Liputan6.com, Jakarta - Kata 'healing' menjadi begitu hits dalam beberapa waktu belakangan. Tak jarang, kata yang bermakna cukup berat ini disalahartikan dan dianggap bukan sesuatu yang penting untuk dilakukan.
Padahal, healing yang tidak diusahakan dengan tepat dapat berdampak pada kehidupan seseorang. Bahkan, bisa terpendam terus-menerus, menjadi sebuah trauma, dan akhirnya 'menjelma' dalam banyak bentuk yang kerap tak disadari.
Baca Juga
Trauma yang tidak disembuhkan sendiri bisa terjadi antargenerasi.
Advertisement
Menurut American Psychological Association (APA), trauma antargenerasi adalah fenomena di mana seseorang mengalami peristiwa mengerikan dan menunjukkan reaksi emosional dan perilaku yang merugikan dan serupa dengan apa yang pernah terjadi padanya di masa lampau.
Pendiri dan direktur eksekutif International Center for Multigenerational Legacies of Trauma di New York, dr Yael Danieli yang telah meneliti respons trauma selama puluhan tahun mengungkapkan bahwa trauma yang dimiliki seseorang, termasuk dari keluarga bisa diturunkan ke antargenerasi.
"Ya, jika tidak disembuhkan dan tidak diatasi, luka traumatis dapat diturunkan secara tidak disengaja," ujar Yael mengutip Everyday Health, Minggu (27/8/2023).
Jenis Trauma yang Signifikan Dampaknya
Ada beberapa jenis trauma yang dinilai punya dampak signifikan.
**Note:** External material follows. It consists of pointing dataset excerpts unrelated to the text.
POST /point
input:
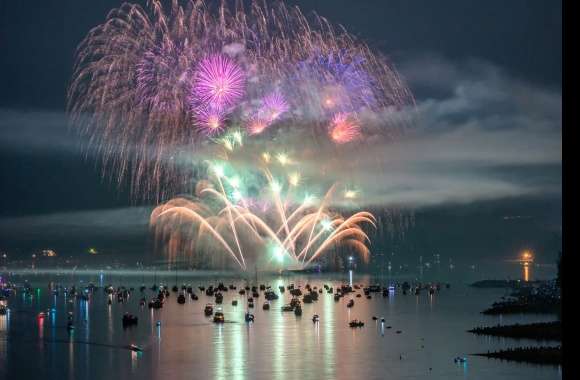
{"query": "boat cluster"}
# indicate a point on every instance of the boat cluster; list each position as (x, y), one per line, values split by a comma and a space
(299, 296)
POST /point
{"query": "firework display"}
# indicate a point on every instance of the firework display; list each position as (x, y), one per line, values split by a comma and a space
(247, 108)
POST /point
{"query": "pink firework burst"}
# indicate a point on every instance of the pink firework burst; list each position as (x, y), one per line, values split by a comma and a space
(274, 105)
(257, 125)
(219, 82)
(209, 120)
(344, 128)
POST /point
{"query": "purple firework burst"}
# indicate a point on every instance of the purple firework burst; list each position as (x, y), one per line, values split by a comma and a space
(273, 106)
(210, 120)
(219, 82)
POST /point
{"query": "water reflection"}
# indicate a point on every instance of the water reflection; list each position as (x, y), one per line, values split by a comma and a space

Seperti trauma atas perbudakan, pelecehan seksual, penelantaran secara emosional, fisik, dan seksual, serta kemiskinan. Jenis trauma tersebut bisa berdampak pada para penyintasnya dan diturunkan ke generasi selanjutnya.
"Ada berbagai cara di mana gaya adaptasi pasca-trauma leluhur dan orangtua dapat memengaruhi keturunan mereka, dan cara-cara ini bersifat multidimensi," kata Yael.
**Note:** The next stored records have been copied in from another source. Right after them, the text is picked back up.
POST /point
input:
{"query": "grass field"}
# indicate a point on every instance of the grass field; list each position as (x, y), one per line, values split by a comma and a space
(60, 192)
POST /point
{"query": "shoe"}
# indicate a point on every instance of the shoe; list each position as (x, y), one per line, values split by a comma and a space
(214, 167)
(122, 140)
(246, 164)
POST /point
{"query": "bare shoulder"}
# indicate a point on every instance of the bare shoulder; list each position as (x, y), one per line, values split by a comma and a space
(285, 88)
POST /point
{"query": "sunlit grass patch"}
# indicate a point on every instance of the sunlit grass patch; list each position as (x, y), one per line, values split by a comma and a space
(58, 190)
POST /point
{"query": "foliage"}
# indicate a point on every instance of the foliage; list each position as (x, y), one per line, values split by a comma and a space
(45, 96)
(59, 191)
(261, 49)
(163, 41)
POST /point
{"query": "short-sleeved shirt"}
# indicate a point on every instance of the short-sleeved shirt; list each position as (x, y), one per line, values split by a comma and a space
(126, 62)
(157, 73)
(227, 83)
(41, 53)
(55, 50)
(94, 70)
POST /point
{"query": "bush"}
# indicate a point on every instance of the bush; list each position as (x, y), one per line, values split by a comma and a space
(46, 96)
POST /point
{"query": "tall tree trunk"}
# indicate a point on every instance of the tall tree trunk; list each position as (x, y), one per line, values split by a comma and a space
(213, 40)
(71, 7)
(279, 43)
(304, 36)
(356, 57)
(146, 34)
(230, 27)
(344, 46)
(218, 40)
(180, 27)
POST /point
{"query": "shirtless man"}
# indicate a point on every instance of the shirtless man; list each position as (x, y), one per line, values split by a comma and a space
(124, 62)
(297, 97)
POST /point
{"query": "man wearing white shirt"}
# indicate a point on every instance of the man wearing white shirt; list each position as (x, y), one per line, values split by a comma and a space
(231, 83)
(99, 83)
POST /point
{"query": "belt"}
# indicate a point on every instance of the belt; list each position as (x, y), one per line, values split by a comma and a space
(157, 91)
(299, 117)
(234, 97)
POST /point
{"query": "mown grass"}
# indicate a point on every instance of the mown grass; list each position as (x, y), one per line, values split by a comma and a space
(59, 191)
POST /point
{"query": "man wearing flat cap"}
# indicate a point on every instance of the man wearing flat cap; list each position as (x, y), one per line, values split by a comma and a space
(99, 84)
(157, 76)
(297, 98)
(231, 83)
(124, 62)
Pengalaman Negatif yang Diturunkan Lintas Generasi
Merujuk pada penjelasan APA, trauma antargenerasi terjadi ketika pengalaman negatif diturunkan dari generasi ke generasi.
Hal itu dikarenakan trauma bisa memengaruhi seseorang bertindak dari bagaimana mereka dibesarkan, apa yang mereka pelajari, dan bagaimana mereka menghadapi dunianya.
"Hal ini (trauma) bisa terekspresikan secara biologis, psikologis, perilaku, antarpribadi, budaya, bahkan secara nasional," sambungnya.
Studi bertajuk Association Between Maternal Adverse Childhood Experiences and Mental Health Problems in Offspring: An Intergenerational Study dan dipublikasikan dalam National Library of Medicine menjadi salah satu yang pernah membahas hal satu ini.
Advertisement
Trauma Antargenerasi, Dimulai Saat Orangtua Punya Trauma
Para peneliti dari studi di atas menemukan bahwa trauma antargenerasi dimulai jika orangtua mengalami trauma secara langsung, atau punya pengalaman masa kanak-kanak yang merugikan.
Peristiwa merugikan yang dimaksud para peneliti mencakup pelecehan atau penelantaran secara emosional, fisik, atau seksual, yang dapat memengaruhi cara mereka membesarkan anak nantinya.
"Ketika seseorang mengalami trauma, hal itu dapat menentukan seberapa aman mereka merasa ketika berada di dunia," kata psikiater dewasa dan anak sekaligus asisten profesor psikiatri di Boston University School of Medicine, dr Christine Crawford.
Hasil dari Trauma Bisa Keluar Tanpa Disadari
Christine yang menjadi associate medical director untuk National Alliance on Mental Illness (NAMI) mengungkapkan bahwa trauma yang dialami kemudian bisa membuat seseorang tidak sadar melakukan perilaku yang berisiko menimbulkan trauma bagi anak mereka.
"Trauma itu tetap ada dalam diri Anda. Jadi ketika Anda menjadi orang tua, Anda mungkin tidak menyadari bahwa Anda sedang berinteraksi dengan anak-anak Anda dengan cara yang dapat menimbulkan trauma bagi mereka juga," kata Crawford.
Sehingga, menurut saran APA, cara berkomunikasi dan menyadari trauma yang dimiliki akan menjadi poin penting untuk mencegah trauma antargenerasi.
"Pahami meskipun trauma antargenerasi pada dasarnya bisa menjadi siklus, hal ini tidak perlu untuk dilestarikan," pungkas profesor di departemen psikiatri Dalhousie University, Amy Bombay.